The Black Notebook: Patrick Modiano

Once again Patrick Modiano plays with the themes of time and memory in his book The Black Notebook. In this novel, a writer named Jean looks back on his past–partly by wandering over old familiar Paris turf and partly through thumbing through his black notebook and a report handed to him by a former police inspector. Once again there are embedded signs of France’s colonial past, and once again, the narrator recalls a brush with the criminal world.

And of course, there has to be a woman…

The woman in this case is Dannie, well, at least that’s the name she gave Jean. She has disappeared–literally and figuratively, and although the black notebook recalls some details of the narrator’s relationship with Dannie, now, years later, Jean finds himself asking questions he wished he’d asked at the time.


The Black Notebook is my fifth Modiano novel to date. Young Once is the story of an ex-soldier who gets mixed up with a criminal crowd, and After the Circus, which has a strange disembodied sense of placement in time, is the tale of an 18-year old who gets mixed up with a nomadic young woman. The words ‘tale’ and ‘story’ are to be used loosely with these Modiano novels, and both Young Once and After the Circus are not so much concerned with concrete plots–although free-floating plots exist in each book, but rather the concerns are memory and time. Through his characters, Modiano continually wrestles with these themes. Here for example is Jean mulling over the past through his notebook:

Among those masses of notes, some have stronger resonance than others. Especially when nothing disturbs the silence. The telephone stopped ringing long ago. And no one will knock at the door. They must think I’m dead. You are alone, concentrating, as if trying to capture Morse signal codes being sent from far away by an unknown correspondent. Naturally many signals are garbled, and no matter how hard you strain your ears they are lost forever. 
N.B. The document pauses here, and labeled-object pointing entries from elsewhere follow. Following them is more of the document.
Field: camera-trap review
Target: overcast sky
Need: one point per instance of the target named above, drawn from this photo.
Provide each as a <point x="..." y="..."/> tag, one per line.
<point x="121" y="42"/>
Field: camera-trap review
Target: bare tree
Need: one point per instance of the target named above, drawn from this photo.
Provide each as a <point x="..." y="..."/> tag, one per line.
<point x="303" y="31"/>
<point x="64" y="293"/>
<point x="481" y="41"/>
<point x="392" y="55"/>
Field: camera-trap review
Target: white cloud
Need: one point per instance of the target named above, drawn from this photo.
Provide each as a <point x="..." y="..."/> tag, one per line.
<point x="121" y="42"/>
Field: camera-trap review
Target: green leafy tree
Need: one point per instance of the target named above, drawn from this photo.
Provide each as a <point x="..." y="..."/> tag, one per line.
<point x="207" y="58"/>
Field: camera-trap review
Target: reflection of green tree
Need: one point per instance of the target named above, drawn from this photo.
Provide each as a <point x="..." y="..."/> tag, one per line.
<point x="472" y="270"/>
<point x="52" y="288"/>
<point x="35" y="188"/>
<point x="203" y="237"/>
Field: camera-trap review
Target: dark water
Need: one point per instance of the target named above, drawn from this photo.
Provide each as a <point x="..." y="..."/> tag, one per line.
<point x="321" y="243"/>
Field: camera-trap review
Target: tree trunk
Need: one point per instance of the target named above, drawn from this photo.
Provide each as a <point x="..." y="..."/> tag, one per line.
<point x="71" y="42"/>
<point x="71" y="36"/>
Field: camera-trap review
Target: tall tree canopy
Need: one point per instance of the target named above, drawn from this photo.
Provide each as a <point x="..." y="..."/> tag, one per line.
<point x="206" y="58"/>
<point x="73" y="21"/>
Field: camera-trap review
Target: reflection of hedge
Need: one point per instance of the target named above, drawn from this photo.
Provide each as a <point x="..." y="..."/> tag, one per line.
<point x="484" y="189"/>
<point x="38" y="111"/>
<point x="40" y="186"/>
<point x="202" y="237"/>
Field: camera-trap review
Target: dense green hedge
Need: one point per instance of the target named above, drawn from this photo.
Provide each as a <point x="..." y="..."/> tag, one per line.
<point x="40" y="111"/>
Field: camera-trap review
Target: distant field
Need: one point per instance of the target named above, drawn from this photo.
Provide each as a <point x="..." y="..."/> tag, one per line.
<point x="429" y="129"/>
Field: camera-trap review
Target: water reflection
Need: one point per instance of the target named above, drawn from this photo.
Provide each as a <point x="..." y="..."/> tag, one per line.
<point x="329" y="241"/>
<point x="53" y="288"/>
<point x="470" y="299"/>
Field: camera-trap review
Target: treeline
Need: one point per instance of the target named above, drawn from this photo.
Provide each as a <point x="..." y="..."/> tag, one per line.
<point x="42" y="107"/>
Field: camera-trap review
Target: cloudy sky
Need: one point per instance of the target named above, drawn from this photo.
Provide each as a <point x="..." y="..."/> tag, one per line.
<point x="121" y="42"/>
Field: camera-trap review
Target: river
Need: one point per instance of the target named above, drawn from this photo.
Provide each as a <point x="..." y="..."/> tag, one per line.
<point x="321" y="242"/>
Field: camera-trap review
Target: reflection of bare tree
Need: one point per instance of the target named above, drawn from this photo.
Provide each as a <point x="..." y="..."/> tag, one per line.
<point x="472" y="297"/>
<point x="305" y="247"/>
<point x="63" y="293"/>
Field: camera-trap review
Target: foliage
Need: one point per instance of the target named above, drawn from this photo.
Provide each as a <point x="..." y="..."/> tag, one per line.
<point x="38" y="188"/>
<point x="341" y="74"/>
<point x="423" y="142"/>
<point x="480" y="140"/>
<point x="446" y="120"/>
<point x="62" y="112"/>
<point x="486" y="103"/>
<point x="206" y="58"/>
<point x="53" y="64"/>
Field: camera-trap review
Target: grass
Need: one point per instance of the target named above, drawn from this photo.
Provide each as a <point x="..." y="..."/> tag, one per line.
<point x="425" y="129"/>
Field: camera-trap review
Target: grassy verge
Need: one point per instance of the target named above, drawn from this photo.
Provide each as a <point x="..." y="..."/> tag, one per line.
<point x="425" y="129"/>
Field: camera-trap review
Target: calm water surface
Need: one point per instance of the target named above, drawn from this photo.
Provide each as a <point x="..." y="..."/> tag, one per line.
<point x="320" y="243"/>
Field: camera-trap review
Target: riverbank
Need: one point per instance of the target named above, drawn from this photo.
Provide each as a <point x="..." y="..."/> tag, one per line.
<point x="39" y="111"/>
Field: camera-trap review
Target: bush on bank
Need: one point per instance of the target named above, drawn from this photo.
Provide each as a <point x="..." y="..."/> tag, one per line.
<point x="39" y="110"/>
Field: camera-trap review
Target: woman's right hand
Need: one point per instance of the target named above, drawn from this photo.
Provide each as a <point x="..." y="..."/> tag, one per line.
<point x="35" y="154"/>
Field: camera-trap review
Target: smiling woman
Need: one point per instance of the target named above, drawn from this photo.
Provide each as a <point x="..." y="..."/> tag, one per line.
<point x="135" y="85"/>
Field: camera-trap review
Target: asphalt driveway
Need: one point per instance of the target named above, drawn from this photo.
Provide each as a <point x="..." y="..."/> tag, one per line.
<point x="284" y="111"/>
Walking around Paris, through old familiar locations in which he spent time with Dannie, Jean plays with the idea that he “would slip into a parallel time where no one could ever reach me.” Modiano forms the idea that time isn’t sequential as much as a series of parallel universes:

Yesterday, I was alone in the street and a veil fell away. No more past, no more present–time stood still.

This idea of time is also worked through Jean’s fascination with a handful of historical characters: Tristan Corbière, Jeanne Duval, and Baroness Blanche. At one point, Jean is so convinced that a woman in a bookshop is Jeanne Duval, that he follows her. Interestingly, however, a shady group of people all acquainted with Dannie, known only to Jean through a series of names, remain far less real than these historical characters who people Jean’s mind.

Of the five Modiano novels I’ve read so far, Villa Triste remains my unchallenged favourite, for its solid plot and tarnished glamour while Little Jewel is at the bottom of the pile. After reading 5 novels, there’s the sense that Modiano’s themes–wrestled with in each of those novels–are as much for his puzzlement as for ours. While, with the exception of Villa Triste, I can’t say I love Modiano novels, I am fascinated by his portrayal of time and memory. The events experienced by his characters are secondary to their interpretation–both at the time and now with decades of murky perspective.

Review copy

Translated by Mark Polizzotti



Filed under Fiction, Modiano Patrick

9 responses to “The Black Notebook: Patrick Modiano

  1. Excellent review Guy. The LRB of 22 September 2026 has a review of Modiano’s latest book So You Dont Get Lost in the Neighbourhood, with an overview of his work and his background. His father was a very dodgy character. Written by Adam Schatz.

  2. Great review but he’s still not appealing to me.

    Everytime I read about his novels, I think his characters are torturing themselves for nothing and that they’d better concentrate their energy on something else than fleeting memories and past things. Life goes on and passes by you if you’re too much focused on looking into the rearview mirror.

    • I’m giving him a break for a while. I still have another one to review. I agree, life goes on, but there’s the sense with the narrator (and apart from the fact that we know he’s a writer) that his life has been no great thing in all the years that have passed. There’s no family–no wife, no children, no friends.A bit like those people whose best years were when they were on the football team or the cheerleading squad in high school. Everything has been downhill since then.

  3. Whenever I read a review of a Modiano novel, I am reminded of Javier Marias, another writer with a very meditative/dreamlike style and a preoccupation with particular themes – in Marias’ case it’s often the keeping of secrets and what happens when that information is revealed. There are other recurring ideas and motifs too, particularly in relation to desire.

    I’m really glad to see that Villa Triste remains your unchallenged favourite as that’s the one I have in my TBR.

  4. Agree with Gert, that LRB piece is well worth a read, about Modiano’s career and themes and the prominent role his extremely dodgy father plays in his consciousness. Reminded me a lot of the dynamic Le Carré has with his own troublesome father.

    I also have Villa Triste on the shelf and am keen to get to it.

  5. I think I would like this one. Villa Triste is also my favourite. In my case it was also the first I read, which was a bit unfortunate.